Theatre director John Barton, a co-founder of the Royal Shakespeare Company (RSC), has died aged 89.

Working with the company since its beginnings in 1960, Barton directed more than 50 works – some adapted by him from the texts of Greek drama.

He was “a Shakespeare genius”, RSC artistic director Gregory Doran said.

Actor Sir Patrick Stewart said “the names William Shakespeare and John Barton will be for me forever united”.

Sir Patrick, who worked with Barton on The Merchant of Venice, said that no one in his career “had the impact John had”.

Paying tribute to a “mentor and friend”, Doran said Barton was “one of the greatest influences in the acting of Shakespeare of the last century”.

Generations of actors had been and still were influenced by Barton’s series of Shakespeare workshops, Doran said.

Doran recalled directing Malory’s Morte d’Arthur, when Barton joined him for sessions “in which he delivered whole sections of the book from memory, including, most wonderfully, the list of a hundred knights”.

‘Inestimable legacy’

Barton’s acclaimed productions include the War of the Roses, Twelfth Night, The Hollow Crown and The Greeks.

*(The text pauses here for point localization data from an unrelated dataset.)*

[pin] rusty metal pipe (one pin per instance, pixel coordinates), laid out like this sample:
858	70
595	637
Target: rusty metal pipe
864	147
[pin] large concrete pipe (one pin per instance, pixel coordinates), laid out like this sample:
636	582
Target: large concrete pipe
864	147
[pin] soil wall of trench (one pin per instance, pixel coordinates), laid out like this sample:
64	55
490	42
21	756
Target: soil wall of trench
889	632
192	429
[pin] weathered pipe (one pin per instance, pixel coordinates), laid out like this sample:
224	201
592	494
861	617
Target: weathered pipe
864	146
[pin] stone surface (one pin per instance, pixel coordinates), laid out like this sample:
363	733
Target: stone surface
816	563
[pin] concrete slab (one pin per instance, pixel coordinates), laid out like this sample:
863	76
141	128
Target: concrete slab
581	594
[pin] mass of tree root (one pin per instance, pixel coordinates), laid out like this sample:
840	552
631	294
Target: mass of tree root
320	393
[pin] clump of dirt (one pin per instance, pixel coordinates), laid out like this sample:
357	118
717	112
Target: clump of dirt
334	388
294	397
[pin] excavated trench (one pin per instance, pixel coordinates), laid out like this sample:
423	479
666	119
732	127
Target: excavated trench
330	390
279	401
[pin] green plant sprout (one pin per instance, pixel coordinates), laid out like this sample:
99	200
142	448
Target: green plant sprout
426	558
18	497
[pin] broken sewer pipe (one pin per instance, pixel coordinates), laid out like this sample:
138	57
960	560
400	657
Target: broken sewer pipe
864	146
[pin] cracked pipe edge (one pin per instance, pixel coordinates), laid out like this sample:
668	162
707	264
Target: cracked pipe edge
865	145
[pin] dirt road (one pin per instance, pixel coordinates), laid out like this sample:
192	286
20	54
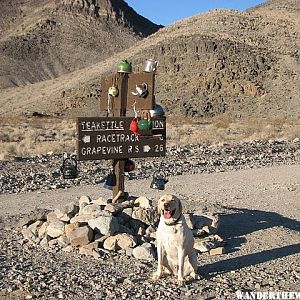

Judi Dench, Jeremy Irons, Helen Mirren and Ian McKellen are among the actors to have worked with him.

Josie Rourke, artistic director at the Donmar Warehouse, paid tribute the “fierce, funny” director.

The associate director of London’s Almeida Theatre, Robert Icke, called his legacy “inestimable”.

“We don’t make them like him any more,” he added.

Meanwhile actor, John Bowe, wrote that he was “honoured” to have been directed by him.

This autumn’s RSC production of Troilus and Cressida – Barton’s favourite play – will be dedicated to him.